Friday, June 20, 2008

How To Explain Emergencies To Young Kids

I read a story, last week, in the local paper about a 7-year-old who saved his grandpa from death because he knew how to use a defibrillator that his family had at home. His grandfather fainted and was unresponsive, so the kids took the defibrillator, applied it on his grandfather's chest, pushed 1 button and gave grandpa back a heart beat. Then he called 911, and the rest is a true happy ending.

I can't imagine teaching my 3-year-old to use a defibrillator yet, but that doesn't mean that I can't introduce him yet to the issue of emergencies, how to recognize one and what to do in such case. After all, I spend a lot of time alone with my little ones and who knows if some day they may be my only chance to get to a hospital (hopefully not, though).

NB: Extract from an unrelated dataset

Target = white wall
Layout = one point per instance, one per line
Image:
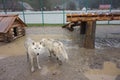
(55, 17)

That's why I liked so much a little book that I found in one of our vendor's catalogue (Penton Overseas): "It's Time To Call 911".

This awesome children's book teach children about emergency situations, how to dial 911 (with its key pad) and what to say to get help in an emergency. By correctly dialing "911", the child hears "911", sirens, and then a rewarding "Good Job!" from a sound chip. My son loves this book (possibly more because of the sirens than anything else) and now and then he brings up the issue of an emergency, when to call and why.

This book was featured in ABC News, Good Morning America and The Ellen DeGeneres Show. It was also chosen as a preferred title by the State Library of Kansas for the Kansas Reads to Preschoolers Program. And, of course, is one of our store's favorites.